Find the Python notebook with the entire code along with the dataset and all the illustrations here.
Let me know how you found this blog 🙂
Check out – Future of AI and ML in the Next 10 Years
kNN algorithm is a reliable and intuitive recommendation system that leverages user or item similarity to provide personalized recommendations. kNN recommender system is helpful in e-commerce, social media, and healthcare, and continues to be an important tool for generating accurate and personalized recommendations.
Thanks for walking through K-means approach, Heeral. It's interesting to see even this algorithm can be used for recommender systems. I see two parts: one is the 10 closest movies and the other is the rating prediction at the end of your analysis. Out of reading about the connection between predicting the rating and making recommendations, I would like to understand 'why is the rating even predicted' when we want the most similar items to a movie or an item? And getting the 10 most similar items is always possible with a wide variety of similarity techniques out there.
Hey Akshay, the rating prediction was an add-on thing with the recommendation part.

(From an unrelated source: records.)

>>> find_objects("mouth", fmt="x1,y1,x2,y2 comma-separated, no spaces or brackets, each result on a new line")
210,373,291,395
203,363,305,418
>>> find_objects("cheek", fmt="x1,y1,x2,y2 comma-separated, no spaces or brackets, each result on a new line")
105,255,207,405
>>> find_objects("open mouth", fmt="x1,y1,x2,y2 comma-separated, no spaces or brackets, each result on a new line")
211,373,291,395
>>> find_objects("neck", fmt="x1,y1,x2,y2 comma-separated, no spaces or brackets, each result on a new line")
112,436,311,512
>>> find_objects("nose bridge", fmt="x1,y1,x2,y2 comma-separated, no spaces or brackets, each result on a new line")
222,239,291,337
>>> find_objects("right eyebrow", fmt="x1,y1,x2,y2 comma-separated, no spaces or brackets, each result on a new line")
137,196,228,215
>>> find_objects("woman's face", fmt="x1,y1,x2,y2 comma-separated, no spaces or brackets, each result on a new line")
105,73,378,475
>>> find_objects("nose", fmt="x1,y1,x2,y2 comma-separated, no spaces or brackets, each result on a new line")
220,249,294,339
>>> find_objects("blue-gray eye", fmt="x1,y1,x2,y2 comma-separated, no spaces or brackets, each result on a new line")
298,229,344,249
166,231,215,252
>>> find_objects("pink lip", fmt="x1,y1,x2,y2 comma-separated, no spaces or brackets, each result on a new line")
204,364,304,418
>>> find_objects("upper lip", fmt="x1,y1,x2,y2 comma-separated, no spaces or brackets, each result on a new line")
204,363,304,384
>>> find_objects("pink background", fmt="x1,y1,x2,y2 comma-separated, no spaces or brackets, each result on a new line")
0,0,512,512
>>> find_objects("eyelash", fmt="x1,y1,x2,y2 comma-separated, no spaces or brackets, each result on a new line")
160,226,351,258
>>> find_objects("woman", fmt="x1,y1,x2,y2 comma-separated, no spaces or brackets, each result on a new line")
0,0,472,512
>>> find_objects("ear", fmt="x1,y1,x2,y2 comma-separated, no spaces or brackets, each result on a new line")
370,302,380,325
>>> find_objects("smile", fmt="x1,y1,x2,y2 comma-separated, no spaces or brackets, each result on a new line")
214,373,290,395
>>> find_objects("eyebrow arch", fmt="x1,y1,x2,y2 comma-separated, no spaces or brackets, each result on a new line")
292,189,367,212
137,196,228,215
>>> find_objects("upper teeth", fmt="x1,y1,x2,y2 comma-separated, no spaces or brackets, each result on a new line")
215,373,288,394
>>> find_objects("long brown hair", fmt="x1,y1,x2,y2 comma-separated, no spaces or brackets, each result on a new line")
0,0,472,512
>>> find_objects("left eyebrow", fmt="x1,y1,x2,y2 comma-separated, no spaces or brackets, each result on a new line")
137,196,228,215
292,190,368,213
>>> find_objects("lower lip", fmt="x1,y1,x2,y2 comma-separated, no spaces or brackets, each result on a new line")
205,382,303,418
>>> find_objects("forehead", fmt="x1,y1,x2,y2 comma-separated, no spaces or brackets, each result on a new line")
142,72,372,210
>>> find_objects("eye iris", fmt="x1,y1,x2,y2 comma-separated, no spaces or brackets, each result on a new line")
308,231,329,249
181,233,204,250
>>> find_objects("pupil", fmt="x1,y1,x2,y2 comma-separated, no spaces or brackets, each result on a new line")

I implemented the rating prediction to check if the similar items were in the same range as the main item in terms of rating. If the difference is too big then there is something which is not considered and the system is giving erroneous results. Yes, I am aware about the various similarity techniques out there, Cosine Similarity is a rather easy to understand and is a fundamental technique.
Hey Akshay, the rating prediction was an additional thing to the recommendation system. Idea behind it was to check that the recommendations are not too far away from the original item in terms of rating. If the difference is big, it means we missed out on considering something. Yes, I am aware of other techniques used in Recommendation Algorithms, but Cosine Similarity is rather easy-to-understand and is a fundamental Similarity technique.
Hey Akshay, thank you for your feedback. The idea behind Rating Prediction was to verify that the movies that are recommended are in the same range as the primary movie in terms of ratings. If the difference between predicted and actual rating is too much, it means that the recommendations are not correctly attributed. I believe we could do more with the rating prediction alone by using different Machine Learning algorithms, but that would be a different project altogether. Yes, I am aware of other similarity techniques out there, I chose Cosine Similarity because it is easy-to-understand and is a fundamental technique.
I still confuse with different between Item-Item Collaborative Filtering with conten base filtering.
Hello DATNGUYEN, in Item-Item Collaborative Filtering you are talking about getting recommendations of the "items which are similar" to the item you are looking at. On the other hand, Content Based Filtering uses keywords used to describe the product along with the user profile who is searching it to give recommendations. Consider the item to be a Toothbrush. In Item-Item Collaborative Filtering you would get recommendations of brushes of other brands, whereas in Content Based Filtering you would a suggestion of a Toothpaste, or dental floss. Hope that helps :)
Hey DAITNGUYEN, in Item-Item Collaborative Filtering the recommendations are solely based on items which are similar to the current item. On the other hand, in Content Based Filtering, the recommendations are based on the keywords used to describe the product as well as the previous profile of the user. For example, if the current item is a toothbrush, in Item-Item Collaborative Filtering you will get a recommendation of a toothbrush from another brand; whereas in Content Based Filtering, you will get the recommendation of a toothpaste because they will have similar keywords.
Hi, I tried out your code and actually understood most of it. Thanks! But towards the end, it says the variable 'new_id' is not found. I was not able to figure out where exactly we defined it. It would be great if you could help.